やっぱりと言われるだろうけど、タイムトラベルの絡んだラブストーリはけっこう好きだ。捕らえようのない「時」が相手だなんて、これ以上ロマンチックな障害があるだろうか。
そんなわけで、タイムトラべルものらしいと聴きつけて「きみがぼくを見つけた日」(原題:The Time Traveler's wife)を観てきた。
主演はエリック・バナレイチェル・マクアダムス
両方とも、最近わりと贔屓にしている俳優さんである。同じくオーストラリア出身のハリウッドスターでヒュー・ジャックマンエリック・バナどっちが好きかといわれたら、今はエリック・バナのほうが好き(ちょい暗めなあたり)。レイチェルは小生意気な役が結構似合う女優さんだったが、今が一番綺麗なんじゃないかと思う。18歳場面が違和感なくできちゃうところもすごいけど。

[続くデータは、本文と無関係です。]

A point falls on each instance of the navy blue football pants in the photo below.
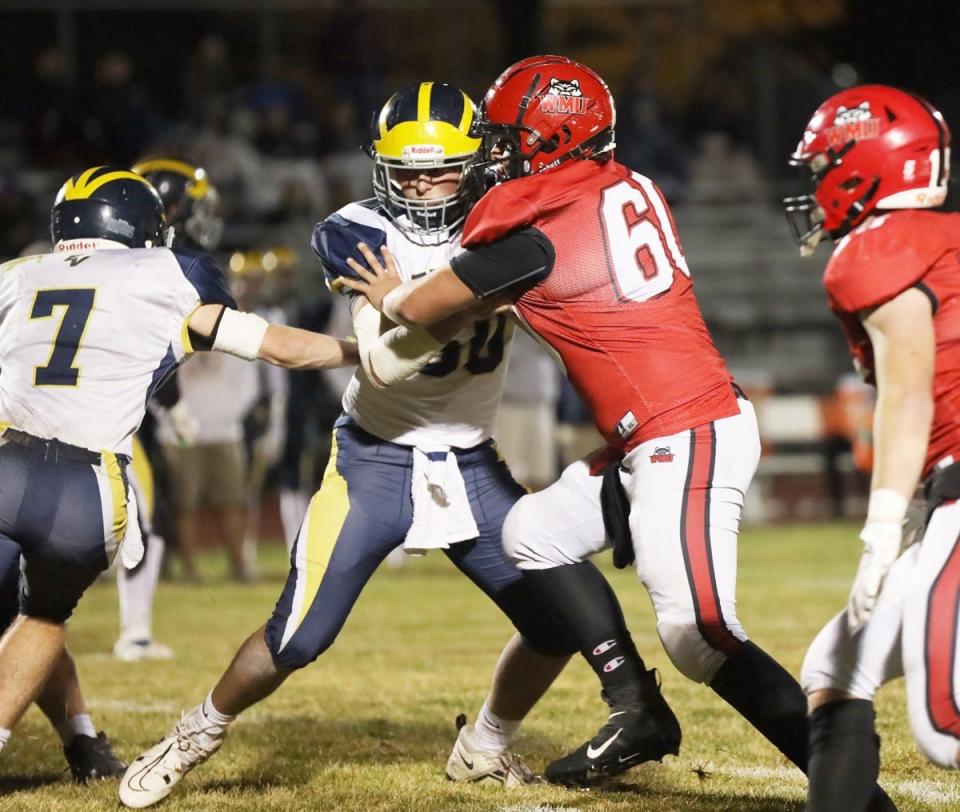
(363, 511)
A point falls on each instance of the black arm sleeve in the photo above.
(514, 263)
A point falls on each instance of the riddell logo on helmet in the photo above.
(414, 153)
(564, 97)
(853, 124)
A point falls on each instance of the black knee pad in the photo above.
(50, 590)
(844, 717)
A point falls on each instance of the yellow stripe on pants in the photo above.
(325, 517)
(142, 477)
(118, 493)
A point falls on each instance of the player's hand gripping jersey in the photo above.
(906, 249)
(86, 337)
(618, 307)
(453, 400)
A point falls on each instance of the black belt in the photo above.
(53, 450)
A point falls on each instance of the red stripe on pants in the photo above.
(942, 607)
(697, 551)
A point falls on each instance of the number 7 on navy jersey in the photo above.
(77, 303)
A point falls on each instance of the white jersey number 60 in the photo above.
(642, 248)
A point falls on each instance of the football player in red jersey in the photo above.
(879, 157)
(588, 253)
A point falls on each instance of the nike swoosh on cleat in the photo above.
(599, 751)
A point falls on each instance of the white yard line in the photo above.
(930, 792)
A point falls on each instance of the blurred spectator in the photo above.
(117, 119)
(649, 144)
(209, 467)
(347, 167)
(208, 77)
(52, 131)
(527, 420)
(723, 172)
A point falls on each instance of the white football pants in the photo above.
(913, 633)
(686, 493)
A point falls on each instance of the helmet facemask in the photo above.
(428, 221)
(424, 129)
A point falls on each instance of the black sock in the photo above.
(771, 700)
(765, 694)
(589, 610)
(844, 757)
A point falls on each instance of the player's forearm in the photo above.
(294, 348)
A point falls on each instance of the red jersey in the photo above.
(618, 307)
(880, 260)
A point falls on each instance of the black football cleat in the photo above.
(641, 727)
(92, 758)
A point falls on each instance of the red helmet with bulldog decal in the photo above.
(868, 147)
(541, 112)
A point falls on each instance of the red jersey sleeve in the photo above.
(498, 212)
(879, 261)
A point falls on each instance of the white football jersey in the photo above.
(453, 401)
(86, 336)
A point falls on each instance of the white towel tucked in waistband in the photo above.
(441, 508)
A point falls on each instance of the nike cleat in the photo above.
(153, 774)
(471, 765)
(92, 758)
(641, 727)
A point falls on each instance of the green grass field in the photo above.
(369, 726)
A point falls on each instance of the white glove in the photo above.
(882, 542)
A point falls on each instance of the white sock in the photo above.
(79, 725)
(491, 733)
(136, 590)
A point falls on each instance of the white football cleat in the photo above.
(135, 649)
(468, 764)
(153, 774)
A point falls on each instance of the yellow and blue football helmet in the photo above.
(111, 203)
(426, 126)
(190, 200)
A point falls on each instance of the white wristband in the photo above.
(887, 505)
(240, 334)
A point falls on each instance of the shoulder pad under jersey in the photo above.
(206, 276)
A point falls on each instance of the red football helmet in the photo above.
(541, 112)
(869, 147)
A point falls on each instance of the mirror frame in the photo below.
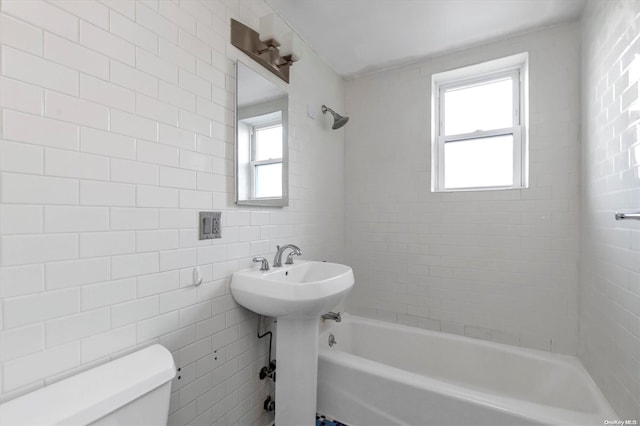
(267, 202)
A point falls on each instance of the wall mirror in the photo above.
(261, 140)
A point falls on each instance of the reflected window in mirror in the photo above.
(261, 145)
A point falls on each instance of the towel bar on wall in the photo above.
(620, 216)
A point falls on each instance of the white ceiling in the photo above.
(360, 36)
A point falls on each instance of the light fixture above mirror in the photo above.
(276, 47)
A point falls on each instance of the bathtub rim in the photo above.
(501, 402)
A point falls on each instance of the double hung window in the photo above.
(479, 116)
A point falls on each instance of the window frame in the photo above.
(253, 164)
(514, 67)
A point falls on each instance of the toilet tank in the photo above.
(132, 390)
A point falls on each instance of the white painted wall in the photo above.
(496, 265)
(117, 128)
(610, 250)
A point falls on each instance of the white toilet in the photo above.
(133, 390)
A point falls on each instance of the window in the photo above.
(266, 160)
(479, 117)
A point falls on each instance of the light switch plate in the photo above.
(210, 225)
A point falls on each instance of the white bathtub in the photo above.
(380, 373)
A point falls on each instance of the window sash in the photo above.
(516, 131)
(253, 165)
(513, 74)
(518, 165)
(254, 131)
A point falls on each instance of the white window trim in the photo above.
(253, 164)
(513, 66)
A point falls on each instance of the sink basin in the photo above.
(305, 289)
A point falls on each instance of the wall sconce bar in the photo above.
(622, 216)
(266, 52)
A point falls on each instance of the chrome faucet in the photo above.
(264, 263)
(277, 261)
(335, 316)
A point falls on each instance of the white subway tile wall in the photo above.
(610, 253)
(494, 265)
(117, 127)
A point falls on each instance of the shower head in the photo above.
(338, 120)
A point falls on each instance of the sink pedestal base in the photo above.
(297, 373)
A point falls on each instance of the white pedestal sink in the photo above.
(296, 295)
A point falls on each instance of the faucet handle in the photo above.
(290, 256)
(264, 263)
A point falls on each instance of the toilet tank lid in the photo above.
(90, 395)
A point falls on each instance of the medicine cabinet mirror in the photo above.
(261, 140)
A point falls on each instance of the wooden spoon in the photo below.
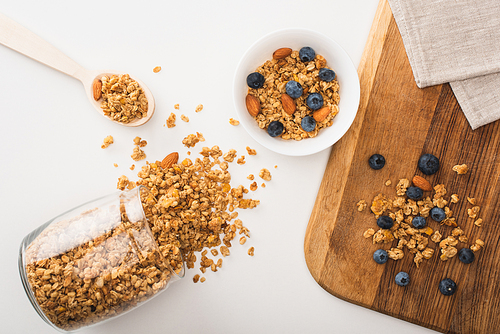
(20, 39)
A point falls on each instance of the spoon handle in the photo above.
(18, 38)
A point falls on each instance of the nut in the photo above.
(97, 89)
(169, 160)
(253, 105)
(288, 104)
(320, 115)
(422, 183)
(282, 53)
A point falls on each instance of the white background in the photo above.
(52, 160)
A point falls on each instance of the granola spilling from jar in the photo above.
(123, 100)
(194, 206)
(294, 95)
(405, 221)
(98, 264)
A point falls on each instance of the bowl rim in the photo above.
(349, 72)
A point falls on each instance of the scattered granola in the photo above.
(369, 233)
(107, 141)
(171, 121)
(471, 200)
(361, 205)
(460, 169)
(82, 278)
(402, 210)
(265, 174)
(473, 211)
(277, 73)
(123, 99)
(194, 205)
(241, 160)
(138, 154)
(251, 151)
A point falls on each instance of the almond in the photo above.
(97, 89)
(169, 160)
(320, 114)
(253, 105)
(282, 53)
(288, 104)
(422, 183)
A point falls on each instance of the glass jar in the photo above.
(95, 262)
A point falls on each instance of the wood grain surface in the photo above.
(401, 122)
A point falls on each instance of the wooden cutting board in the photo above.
(401, 122)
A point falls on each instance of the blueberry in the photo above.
(376, 161)
(428, 164)
(306, 54)
(314, 101)
(437, 214)
(402, 278)
(293, 89)
(255, 80)
(447, 287)
(380, 256)
(308, 123)
(275, 128)
(385, 222)
(466, 255)
(326, 74)
(414, 193)
(418, 222)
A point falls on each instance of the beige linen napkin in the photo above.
(455, 41)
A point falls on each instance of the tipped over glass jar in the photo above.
(96, 261)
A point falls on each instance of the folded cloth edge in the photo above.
(397, 12)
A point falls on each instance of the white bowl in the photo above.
(336, 58)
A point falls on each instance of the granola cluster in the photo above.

ストーリーは予告編を見ればだいたいわかってしまう通り、男のほうががタイムトラベラー体質なんである。例えるならまるで貧血か立ちくらみでも起こすようにふっと時空を超えてしまう。特に両親からの遺伝というわけでもなく、酒を飲みすぎると飛びやすい程度は経験上わかっているが、本人にはそれを止めようがない、困った「癖」。それにタイムトラベルといっても、彼の旅する範囲はごく限られていて、間違ってもツタンカーメンやコロンブスに会ったりはしない。場所も生まれ育ったシカゴ近辺から出ないし、時代もせいぜい若い頃の両親を見かけたり、未来に行って娘に会うくらい。

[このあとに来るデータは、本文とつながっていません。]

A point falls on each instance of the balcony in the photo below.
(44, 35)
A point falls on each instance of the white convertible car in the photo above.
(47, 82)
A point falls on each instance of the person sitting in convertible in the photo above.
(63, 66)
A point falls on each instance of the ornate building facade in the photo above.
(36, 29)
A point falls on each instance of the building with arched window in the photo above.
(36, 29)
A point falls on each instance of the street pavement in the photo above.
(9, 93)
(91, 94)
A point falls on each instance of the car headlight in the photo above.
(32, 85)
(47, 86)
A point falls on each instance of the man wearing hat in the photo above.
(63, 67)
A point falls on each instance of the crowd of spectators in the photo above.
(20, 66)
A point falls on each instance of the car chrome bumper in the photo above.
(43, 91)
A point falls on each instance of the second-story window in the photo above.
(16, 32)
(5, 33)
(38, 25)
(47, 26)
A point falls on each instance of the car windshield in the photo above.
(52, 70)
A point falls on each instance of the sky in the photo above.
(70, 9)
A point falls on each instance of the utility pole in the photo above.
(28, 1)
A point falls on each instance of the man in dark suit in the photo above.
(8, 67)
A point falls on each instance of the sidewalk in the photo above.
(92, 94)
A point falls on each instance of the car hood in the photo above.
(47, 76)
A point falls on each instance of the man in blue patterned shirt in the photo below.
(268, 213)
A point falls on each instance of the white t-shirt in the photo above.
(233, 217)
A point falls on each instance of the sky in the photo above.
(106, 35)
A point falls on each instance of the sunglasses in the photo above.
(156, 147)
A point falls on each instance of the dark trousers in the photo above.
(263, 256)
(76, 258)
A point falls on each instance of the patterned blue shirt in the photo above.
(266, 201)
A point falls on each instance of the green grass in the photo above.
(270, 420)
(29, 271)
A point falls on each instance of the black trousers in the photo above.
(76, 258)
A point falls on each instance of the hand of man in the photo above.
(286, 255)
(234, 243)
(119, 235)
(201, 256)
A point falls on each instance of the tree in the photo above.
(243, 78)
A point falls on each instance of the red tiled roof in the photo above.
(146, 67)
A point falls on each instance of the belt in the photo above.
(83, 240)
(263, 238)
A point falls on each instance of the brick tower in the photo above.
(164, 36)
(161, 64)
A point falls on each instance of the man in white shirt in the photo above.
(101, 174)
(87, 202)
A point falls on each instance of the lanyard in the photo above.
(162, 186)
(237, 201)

このこぢんまりしたトラベル設定が、なかなか良い。そして、もうひとつ、旅するには「肉体」しか連れていけないという設定が面白い。なにせ彼は「飛ぶ」たびに、行く先がどこだろうが、まず自分はマッパという事態をどうにか解決せねばならないという苦労を負わされるんである。しみじみタイムトラベルもロマンチックばかりぢゃないなあと苦笑いしてしまった。
タイムトラベラーは一見「時」の束縛から自由な人間ように思えるが、この映画は、逆に、「時」は決められた運命へ流れ込む圧倒的な流れで、変えようがないということを何度も見せ付ける。
男は、ある日あなたとずっと会える日を待ち望んでいたという女性とめぐり会って恋に落ち、タイムトラベルできるという秘密も、まぁ特殊な体質だよねくらいに一部の周囲には一定の理解を得て淡々と日常が続く。
見ている間、ずっと底になんともいえない悲しみを感じた。恋人たちの幸せなシーンは沢山あるのだが、どこか一寸先は闇のような、今この瞬間はもう取り返しがつかないとでもいうような言いようのない喪失感を忘れさせてくれなかった。
冒頭、初めて「飛んだ」時、男は母親を亡くしたことが描かれる。以来、どうやっても彼はその運命は変えられなかった。彼は時折若き頃の幸せな母親と出合って、通りすがりの見知らぬ人として言葉を交わす。母親は目の前のゆきずりの青年が、やんちゃな我が息子の成長した姿だとはつゆ知らず、そして自分に待ち受ける運命など全くしらず、幸せそうに彼とおしゃべりをするのだ。切ない。
でも後味は悪くない映画だ。
ラストシーンで、タイムトラベラーの妻は必死に草原を駆ける。
彼が決してそう願わなくても、彼女は待ち続ける。
彼の特異な能力は彼女に多くの苦しみを与えたとしても、結果的に素晴らしい贈り物をしたとはいえないだろうか。
なぜって、幽霊ではない、本物の彼に会うことができるのだ。生きている限り、いつか。
生身の彼と言葉を交わし、確かな肉体に触れることすらできるのだ。同じ時空で。
羨ましくて涙が出るじゃないか。